A bobsled crew frequently turns out to be as disparate a mixture of athletes as you'll find on one team. The driver is almost sure to be someone who grew up in snow country with roots in the sport. But the rest come from all climates and all walks of athletic life - the main common denominators being speed, strength, agility, and a willingness to hurtle blindly down a steep, winding chute at speeds of 80 m.p.h. or more. A perfect example is USA 2, one of the sleds representing the United States at the Winter Olympics beginning this weekend in Calgary. Driver Matt Roy of Lake Placid, N.Y., has been in the sport for quite a while. His three crewmates, however, are all recruits from other sports who a couple of years ago had no knowledge of bobsledding.
``It was 1985 and we were all graduating from college with no plans,'' recalled Jim Herberich of Winchester, Mass., Roy's partner on the two-man sled and the brakeman on the four-man team.

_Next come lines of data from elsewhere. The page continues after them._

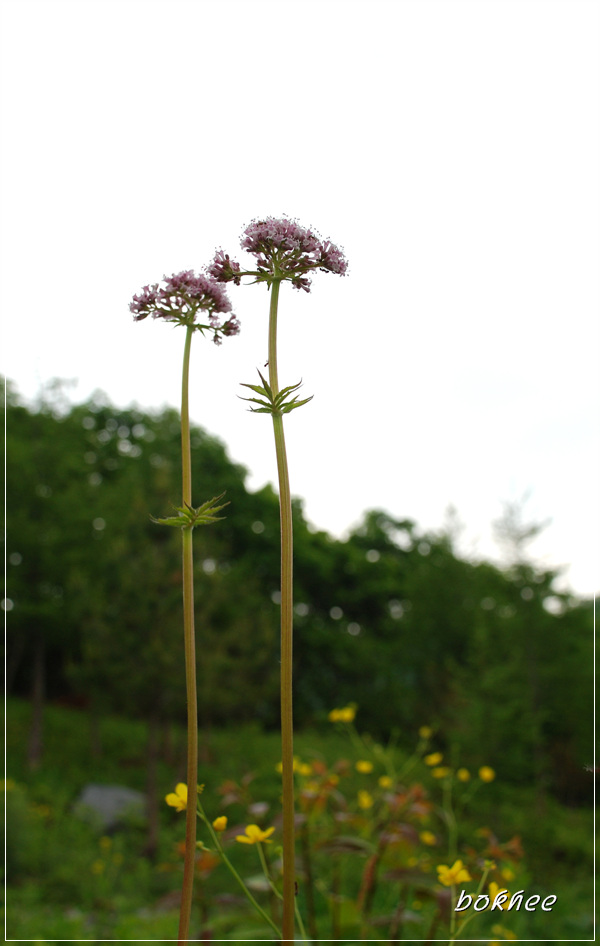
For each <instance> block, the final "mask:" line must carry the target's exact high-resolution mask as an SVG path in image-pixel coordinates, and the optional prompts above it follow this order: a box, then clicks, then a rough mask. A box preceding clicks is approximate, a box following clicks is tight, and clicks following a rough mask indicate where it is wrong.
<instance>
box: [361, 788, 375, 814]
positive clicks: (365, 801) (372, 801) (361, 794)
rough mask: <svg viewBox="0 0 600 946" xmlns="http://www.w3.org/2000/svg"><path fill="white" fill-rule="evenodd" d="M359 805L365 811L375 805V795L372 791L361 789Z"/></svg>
mask: <svg viewBox="0 0 600 946" xmlns="http://www.w3.org/2000/svg"><path fill="white" fill-rule="evenodd" d="M358 807H359V808H362V810H363V811H366V810H367V809H368V808H372V807H373V796H372V795H371V793H370V792H364V791H361V792H359V793H358Z"/></svg>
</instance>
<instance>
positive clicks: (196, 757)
mask: <svg viewBox="0 0 600 946" xmlns="http://www.w3.org/2000/svg"><path fill="white" fill-rule="evenodd" d="M193 333H194V329H193V327H192V326H188V328H187V333H186V338H185V348H184V354H183V377H182V384H181V463H182V480H183V483H182V491H183V502H184V505H185V504H187V505H189V506H191V504H192V459H191V448H190V413H189V373H190V350H191V345H192V335H193ZM181 535H182V540H183V542H182V544H183V636H184V646H185V683H186V697H187V724H188V730H187V786H188V805H187V811H186V824H185V858H184V862H183V887H182V891H181V910H180V914H179V934H178V943H179V946H181V944H184V943H187V942H188V939H189V935H190V914H191V910H192V893H193V886H194V866H195V858H196V810H195V806H194V805H193V804H192V799H194V798H195V796H196V784H197V781H198V708H197V695H196V639H195V632H194V561H193V547H192V535H193V529H192V528H189V527H188V528H184V529H182V530H181Z"/></svg>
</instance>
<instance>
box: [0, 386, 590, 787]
mask: <svg viewBox="0 0 600 946" xmlns="http://www.w3.org/2000/svg"><path fill="white" fill-rule="evenodd" d="M290 390H291V389H290ZM7 407H8V419H7V451H8V470H7V493H8V507H9V516H8V535H9V540H8V541H9V545H8V549H7V561H8V596H9V598H10V599H11V600H12V602H13V605H14V606H13V608H12V610H11V611H10V613H9V615H8V617H9V621H8V632H7V644H8V651H7V672H8V684H9V689H10V691H11V692H13V693H18V694H24V693H28V692H30V691H31V689H32V687H33V685H34V683H35V673H34V669H33V668H34V667H35V666H36V660H37V661H38V665H39V658H40V655H41V657H42V658H43V661H44V665H45V668H46V692H47V695H48V697H49V698H61V699H67V700H79V701H81V702H84V703H85V704H86V705H90V704H91V705H92V706H93V707H94V711H95V713H96V716H97V717H98V718H99V717H100V716H101V715H102V714H104V713H106V712H108V711H116V710H118V711H121V712H125V713H127V714H129V715H130V716H136V717H141V718H146V719H148V718H149V717H150V716H151V715H152V714H155V715H156V714H159V715H160V716H161V717H162V718H163V719H169V720H172V721H177V720H182V719H183V718H184V714H185V698H184V695H183V686H182V681H183V647H182V641H181V549H180V539H179V536H178V535H177V533H176V532H175V530H172V529H159V528H157V527H156V525H154V524H153V523H152V522H151V520H150V515H151V514H156V513H158V512H159V511H160V510H162V509H168V508H169V505H172V504H176V505H177V504H178V503H180V499H179V497H180V493H181V458H180V425H179V416H178V414H177V412H176V411H173V410H169V409H166V410H162V411H159V412H154V413H153V412H149V411H144V410H142V409H140V408H138V407H131V408H128V409H126V410H122V409H117V408H115V407H114V406H112V405H111V404H110V403H109V402H108V401H107V400H106V399H105V398H104V397H103V396H102V395H100V394H97V395H95V396H94V397H92V398H91V399H90V400H89V401H88V402H87V403H85V404H80V405H76V406H71V405H69V404H68V403H67V402H66V401H65V398H64V397H63V395H62V393H61V389H60V386H58V385H57V386H55V387H54V389H52V390H50V391H49V392H47V394H46V395H45V397H44V398H42V399H41V401H40V402H39V403H38V404H37V405H36V406H35V408H28V407H25V406H24V405H22V404H20V403H19V401H18V398H16V396H15V395H14V393H11V394H10V395H9V398H8V405H7ZM191 444H192V455H193V463H192V467H193V484H192V487H193V499H194V501H197V502H199V501H201V499H202V497H205V496H219V495H220V494H222V493H223V491H226V494H227V496H226V498H227V500H228V502H229V506H228V508H227V516H226V518H224V519H222V521H221V522H219V523H218V525H217V526H216V527H215V528H214V529H206V530H196V532H195V538H194V549H195V586H196V596H195V601H196V604H195V607H196V627H197V653H198V671H199V705H200V715H201V721H202V722H203V725H204V727H205V729H210V727H211V726H216V725H224V724H227V723H234V722H238V721H241V720H244V719H246V718H247V717H248V707H251V708H252V716H253V718H254V719H255V720H256V721H257V722H259V723H260V724H261V725H264V726H273V727H275V726H277V724H278V719H279V705H278V703H279V701H278V676H279V663H278V661H279V631H278V627H279V604H278V592H279V558H280V546H279V543H280V535H279V516H278V499H277V496H276V494H275V492H274V491H273V489H272V488H271V487H270V486H266V487H264V488H263V489H261V490H259V491H258V492H255V493H252V492H250V491H249V490H248V489H247V487H246V485H245V477H246V471H245V470H244V468H243V467H241V466H239V465H238V464H235V463H233V462H232V461H231V460H230V459H229V457H228V455H227V452H226V449H225V447H224V446H223V444H222V443H220V442H219V441H218V440H217V439H216V438H214V437H212V436H210V435H209V434H208V433H206V432H205V431H203V430H202V429H200V428H198V427H194V428H192V431H191ZM511 516H512V519H511V518H510V516H509V517H508V519H507V521H506V522H505V524H504V527H503V528H504V532H503V534H504V537H505V539H506V540H507V541H508V540H509V539H510V541H511V542H512V546H511V547H512V548H517V550H519V549H521V551H522V545H523V542H524V541H526V540H527V538H528V537H529V536H530V535H531V533H532V529H533V527H527V526H525V525H523V524H522V523H521V522H520V521H517V520H518V517H517V518H515V512H514V510H511ZM293 517H294V545H295V556H294V584H295V615H294V622H295V642H294V660H295V668H294V679H295V721H296V725H297V727H300V728H301V727H302V726H307V725H312V724H319V723H320V722H322V721H323V720H324V718H325V715H326V713H327V711H328V709H329V707H330V703H331V700H332V696H334V697H335V702H338V703H349V702H353V701H354V702H356V703H358V704H359V705H360V706H361V713H362V719H363V724H364V726H365V728H367V729H368V730H369V731H371V732H372V733H373V734H374V735H375V736H377V737H384V736H386V735H387V734H389V733H390V731H392V730H394V731H397V733H398V739H399V743H400V744H401V745H402V744H404V745H405V747H407V746H408V744H409V738H410V737H409V736H408V735H407V734H408V733H410V732H412V731H414V729H415V727H417V726H419V725H422V724H434V725H438V724H439V726H440V729H441V731H442V732H443V733H444V739H445V740H447V745H446V746H444V748H450V747H452V746H456V747H457V751H460V752H461V754H462V756H463V757H464V759H465V761H466V762H467V763H470V762H471V760H476V759H477V758H478V755H479V752H480V747H481V745H485V746H486V748H487V750H488V753H489V756H490V762H491V763H492V764H494V766H495V767H496V768H498V769H502V772H503V778H504V779H505V780H506V781H511V782H513V783H514V784H516V785H518V784H525V783H527V782H535V783H536V784H537V785H539V786H540V787H542V788H546V787H548V788H550V789H552V790H553V791H554V792H555V793H557V794H558V795H559V796H560V797H561V798H563V799H565V800H568V801H569V802H570V803H573V804H586V803H587V801H588V799H589V797H590V790H591V789H590V779H589V773H587V772H586V771H585V766H586V765H587V764H589V763H590V762H591V759H592V745H591V719H592V683H593V681H592V666H593V663H592V652H591V648H592V629H591V608H590V607H589V605H588V604H586V603H582V602H578V601H577V600H575V599H574V598H573V597H571V596H569V595H566V594H559V593H557V592H556V590H555V588H554V582H555V578H556V574H555V573H554V572H550V571H544V570H540V569H537V568H536V567H534V566H533V565H531V564H528V563H527V562H526V561H525V560H524V559H523V555H522V554H521V552H519V555H518V556H517V558H516V560H515V561H514V562H513V563H512V564H511V565H510V566H508V567H506V568H498V567H496V566H494V565H492V564H490V563H488V562H479V563H478V562H472V561H467V560H465V559H463V558H461V557H460V556H459V555H457V554H456V552H455V550H454V547H453V543H452V537H451V535H449V534H446V533H441V534H431V533H424V532H422V531H421V530H419V528H418V526H417V525H416V524H415V523H414V522H412V521H410V520H406V519H403V520H398V519H395V518H393V517H392V516H391V515H390V514H389V513H387V512H385V511H383V510H371V511H369V512H367V513H366V514H365V516H364V519H363V521H362V522H361V523H360V524H359V525H358V526H357V527H356V528H355V529H354V531H353V532H352V533H351V534H350V535H349V537H348V538H347V539H345V540H343V541H341V540H337V539H334V538H332V537H331V536H329V535H327V534H326V533H324V532H313V531H311V530H310V529H309V528H308V526H307V523H306V521H305V519H304V516H303V511H302V505H301V503H300V502H299V501H297V500H295V501H294V504H293ZM177 523H178V524H179V521H178V520H177ZM536 528H537V527H536Z"/></svg>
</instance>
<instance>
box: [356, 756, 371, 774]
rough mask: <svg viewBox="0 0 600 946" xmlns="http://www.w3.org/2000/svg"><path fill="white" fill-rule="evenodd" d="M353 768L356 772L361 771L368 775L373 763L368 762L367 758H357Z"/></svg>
mask: <svg viewBox="0 0 600 946" xmlns="http://www.w3.org/2000/svg"><path fill="white" fill-rule="evenodd" d="M354 768H355V769H356V771H357V772H362V773H363V775H368V774H369V772H372V771H373V763H372V762H369V761H368V760H367V759H359V760H358V762H357V763H356V765H355V766H354Z"/></svg>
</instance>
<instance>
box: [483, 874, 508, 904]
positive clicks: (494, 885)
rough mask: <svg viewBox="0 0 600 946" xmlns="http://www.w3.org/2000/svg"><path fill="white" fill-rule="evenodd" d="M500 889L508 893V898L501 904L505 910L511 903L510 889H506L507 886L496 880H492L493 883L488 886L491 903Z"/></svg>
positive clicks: (501, 903)
mask: <svg viewBox="0 0 600 946" xmlns="http://www.w3.org/2000/svg"><path fill="white" fill-rule="evenodd" d="M500 891H502V893H508V900H505V901H504V903H501V904H500V906H501V907H502V909H503V910H508V905H509V903H510V893H509V892H508V890H507V889H506V887H500V886H499V885H498V884H497V883H496V881H495V880H492V882H491V883H490V884H489V886H488V894H489V897H490V905H491V904H492V903H493V902H494V898H495V897H496V896H497V895H498V894H499V893H500Z"/></svg>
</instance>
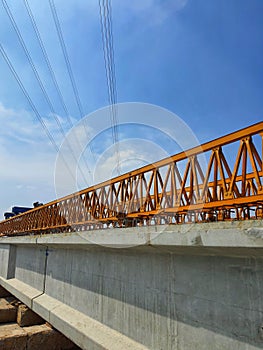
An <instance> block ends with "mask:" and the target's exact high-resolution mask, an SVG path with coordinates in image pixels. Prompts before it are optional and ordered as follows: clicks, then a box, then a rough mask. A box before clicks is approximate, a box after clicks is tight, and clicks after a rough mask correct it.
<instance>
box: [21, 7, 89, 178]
mask: <svg viewBox="0 0 263 350" xmlns="http://www.w3.org/2000/svg"><path fill="white" fill-rule="evenodd" d="M24 4H25V8H26V10H27V14H28V16H29V18H30V21H31V24H32V27H33V30H34V33H35V35H36V37H37V41H38V43H39V46H40V48H41V51H42V54H43V57H44V59H45V62H46V65H47V67H48V70H49V73H50V76H51V78H52V81H53V84H54V86H55V89H56V91H57V94H58V96H59V98H60V102H61V105H62V107H63V110H64V113H65V114H66V117H67V121H68V123H69V125H70V127H71V128H73V123H72V120H71V118H70V113H69V110H68V108H67V106H66V103H65V99H64V98H63V94H62V92H61V89H60V88H59V85H58V82H57V79H56V75H55V72H54V69H53V67H52V64H51V62H50V59H49V56H48V54H47V51H46V49H45V45H44V42H43V40H42V38H41V35H40V32H39V29H38V26H37V23H36V20H35V17H34V15H33V12H32V10H31V7H30V5H29V3H28V1H27V0H24ZM74 136H75V140H76V141H77V144H78V146H79V147H80V148H81V144H80V141H79V138H78V137H77V135H76V132H74ZM83 160H84V163H85V166H86V168H87V170H88V172H89V173H91V171H90V168H89V165H88V163H87V160H86V158H85V157H83ZM78 167H79V169H80V172H81V174H82V177H83V178H84V179H85V175H84V173H83V171H82V169H81V168H80V165H79V164H78Z"/></svg>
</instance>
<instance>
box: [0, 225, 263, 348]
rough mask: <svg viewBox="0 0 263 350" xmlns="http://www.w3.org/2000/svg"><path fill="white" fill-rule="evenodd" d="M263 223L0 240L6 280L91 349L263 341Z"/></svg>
mask: <svg viewBox="0 0 263 350" xmlns="http://www.w3.org/2000/svg"><path fill="white" fill-rule="evenodd" d="M262 253H263V222H262V220H255V221H253V220H248V221H229V222H216V223H206V224H186V225H170V226H166V227H165V226H155V227H154V226H150V227H141V228H139V227H137V228H131V229H129V228H126V229H112V230H101V231H100V230H98V231H88V232H84V231H83V232H75V233H65V234H53V235H42V236H33V235H32V236H30V235H29V236H23V237H22V236H21V237H3V238H1V239H0V261H1V264H0V284H1V285H2V286H3V287H4V288H6V289H7V290H9V291H10V292H11V293H12V294H13V295H15V296H16V297H17V298H18V299H20V300H21V301H22V302H23V303H25V304H26V305H28V306H29V307H30V308H32V309H33V311H35V312H36V313H38V314H39V315H40V316H42V317H43V318H44V319H45V320H47V321H48V322H50V323H51V324H52V325H53V326H54V327H55V328H57V329H58V330H59V331H61V332H62V333H63V334H65V335H66V336H67V337H69V338H70V339H71V340H72V341H73V342H74V343H76V344H77V345H79V346H80V347H81V348H82V349H89V350H90V349H96V350H97V349H116V350H117V349H122V350H123V349H156V350H157V349H158V350H160V349H163V350H166V349H169V350H174V349H178V350H185V349H197V350H199V349H200V350H201V349H202V350H203V349H209V350H211V349H220V350H222V349H234V350H235V349H236V350H237V349H238V350H243V349H244V350H254V349H263V299H262V290H263V254H262Z"/></svg>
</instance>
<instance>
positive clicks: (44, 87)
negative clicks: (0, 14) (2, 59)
mask: <svg viewBox="0 0 263 350" xmlns="http://www.w3.org/2000/svg"><path fill="white" fill-rule="evenodd" d="M2 4H3V6H4V9H5V11H6V13H7V15H8V17H9V19H10V22H11V24H12V27H13V29H14V31H15V33H16V35H17V37H18V40H19V42H20V44H21V46H22V48H23V51H24V53H25V55H26V57H27V59H28V62H29V64H30V66H31V69H32V71H33V73H34V76H35V78H36V80H37V82H38V85H39V87H40V89H41V91H42V93H43V95H44V97H45V100H46V102H47V104H48V106H49V108H50V110H51V113H52V116H53V118H54V119H55V121H56V123H57V125H58V128H59V131H60V133H61V134H62V136H63V137H64V139H66V133H65V132H64V129H63V127H62V124H61V122H60V120H59V118H58V116H57V114H56V112H55V109H54V106H53V104H52V102H51V100H50V98H49V96H48V93H47V91H46V89H45V87H44V85H43V83H42V80H41V78H40V76H39V73H38V70H37V68H36V66H35V64H34V62H33V59H32V57H31V55H30V53H29V51H28V49H27V46H26V44H25V41H24V39H23V37H22V34H21V32H20V30H19V28H18V26H17V24H16V21H15V19H14V16H13V15H12V12H11V10H10V7H9V6H8V4H7V2H6V0H2ZM68 146H69V150H70V152H71V154H72V156H73V158H74V159H75V160H76V162H77V164H78V160H77V159H76V156H75V154H74V151H73V149H72V147H71V145H70V144H69V143H68ZM79 169H80V173H81V175H82V177H83V179H84V181H85V182H86V185H87V186H88V184H87V180H86V176H85V174H84V172H83V170H82V169H81V168H80V167H79Z"/></svg>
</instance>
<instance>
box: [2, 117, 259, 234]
mask: <svg viewBox="0 0 263 350" xmlns="http://www.w3.org/2000/svg"><path fill="white" fill-rule="evenodd" d="M237 146H238V147H237ZM236 148H238V150H237V151H236ZM262 149H263V122H260V123H257V124H255V125H252V126H249V127H247V128H244V129H242V130H239V131H236V132H233V133H231V134H229V135H226V136H223V137H220V138H218V139H215V140H213V141H210V142H207V143H204V144H203V145H201V146H198V147H195V148H192V149H189V150H187V151H185V152H181V153H178V154H176V155H174V156H172V157H168V158H165V159H162V160H160V161H158V162H156V163H154V164H151V165H147V166H144V167H142V168H139V169H136V170H134V171H131V172H129V173H127V174H124V175H121V176H118V177H116V178H113V179H110V180H108V181H104V182H102V183H100V184H97V185H95V186H92V187H89V188H86V189H84V190H82V191H80V192H76V193H73V194H71V195H68V196H66V197H63V198H61V199H58V200H55V201H53V202H50V203H47V204H45V205H43V206H41V207H37V208H34V209H32V210H31V211H28V212H26V213H23V214H20V215H18V216H15V217H12V218H10V219H8V220H4V221H2V222H0V235H8V236H9V235H10V236H11V235H19V234H41V233H53V232H56V233H57V232H71V231H81V230H94V229H101V228H106V227H109V226H114V227H126V226H127V227H130V226H139V225H152V224H173V223H174V224H180V223H188V222H191V223H192V222H207V221H220V220H233V219H235V220H246V219H255V218H262V217H263V182H262V181H263V178H262V176H263V167H262V163H263V159H262ZM203 154H204V155H205V156H206V158H207V159H208V163H207V165H206V166H205V168H204V166H203V165H202V164H201V161H200V160H201V156H202V155H203ZM228 158H231V161H229V160H228Z"/></svg>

``All I knew about bobsledding was what I had seen on TV,'' he said in an interview. ``I learned about the opportunity to join the national team from a recruiting letter they sent out to a lot of college athletes, and I decided to give it a try.''
Jim's background at Harvard as a sprinter and hurdler made him an ideal candidate, as did those of Brian Shimer of Naples, Fla., a Morehead State football player, and Scott Pladel of Albany, N.Y., a triple jumper at Northeastern. Not what you'd think of as bobsled-related experiences, but except for the skill and experience of the driver, the key to a successful race is the ability to get off to a good start.
``That's the only time when we can make the sled go faster,'' said Herberich. ``The rest is to keep it from slowing down.''
``Driving the sled is really tough,'' added Shimer. ``I tried it once, just to see what it was like, and it seemed like a controlled wreck! Obviously, the guy who is going to take it down has to have a lot of experience. But the rest of us are just sitting there hanging on for dear life.''
Of course it isn't quite that simple, as Herberich pointed out. ``You have to know the run, because you can't see it,'' he said. ``The driver is trying to find the fastest line down the course. If he makes a mistake, the crew has to realize it and adjust. You have to know when to give up runner pressure. And it all happens in fractions of a second.''
The theory, though, is that athletes can be taught these things, but that you're lost before you begin without a fast start. So hundreds of college athletes were recruited, after which a fitness test involving sprints, jumping, and weightlifting narrowed the field to 40.
After that came training and competing in North America and Europe, the Olympic trials, and selection of the three sleds (including one alternate).
Roy's team, which had done well in World Cup action and beaten all American competition for two years, expected to be the No. 1 US entry, but was beaten out by one driven by Brent Rushlaw of Saranac Lake, N.Y. But it earned the No. 2 spot and thus will race at Calgary.
One worrisome aspect of bobsledding is the danger. Sleds do crash at those high speeds, and people have been hurt. It has to be a helpless feeling for the riders, sitting there without being able to see what's happening.
``It bothers you, but you have to put those thoughts aside,'' said Shimer. ``We crashed twice in practice before a race in Lake Placid this winter, and we were pretty shaken up going into the race. But once it started, we just did our job - and as it turned out, we won and set a record.''
And what are the chances in Calgary? On the surface, not good - especially if one goes by the results of the last several Games. The US hasn't won any bobsled medals since a bronze in 1956 as European countries - particularly East Germany in recent years - have dominated the action. Indeed, the East Germans have won five of the last six gold medals, including 1-2 finishes in both the two-man and four-man events at Sarajevo. And since 1972 only they, the Soviets, the Swiss, the Italians, and the West Germans have won any medals at all.
But things could be on the upswing for the Americans. Even four years ago one US sled, driven by Jeff Jost, came in a surprising fifth at Sarajevo. And US sleds have been consistently stronger in international competition over the last two years than had been the case.
There are still a lot of question marks, though, since the speed of a bobsled depends so much on technology - and in recent years the United States has lagged in this area. The European countries got the technological jump years ago and have traditionally maintained a significant advantage in designing sleds with the smallest amount of aerodynamic drag. The Americans have been going all-out to narrow the gap, however, and feel that, relatively speaking, they now have their best-equipped teams since the 1950s.
This whole aspect of the sport bothers many observers, who feel that the competition should be primarily among the athletes - not the sled designers. Sometimes it almost seems as though the ever-increasing ``technological warfare'' is removing the human element altogether - or at least reducing it to a fraction of what it should be.
``There are merits to that argument,'' Roy said. ``But the human element is still there. The East Germans, Soviets, and Swiss all have similar equipment, so the human factor seems to be what is making the difference.''
Still, the future could see changes. Already there is talk of proposed rules changes to make everyone use basically the same sleds, thus ensuring that the competition would be among the drivers and their teams. But unless and until this occurs, the Americans have to hope that the game of technological ``catch-up'' they've been playing over the last few years has finally brought them to something approaching an equal footing with their European rivals.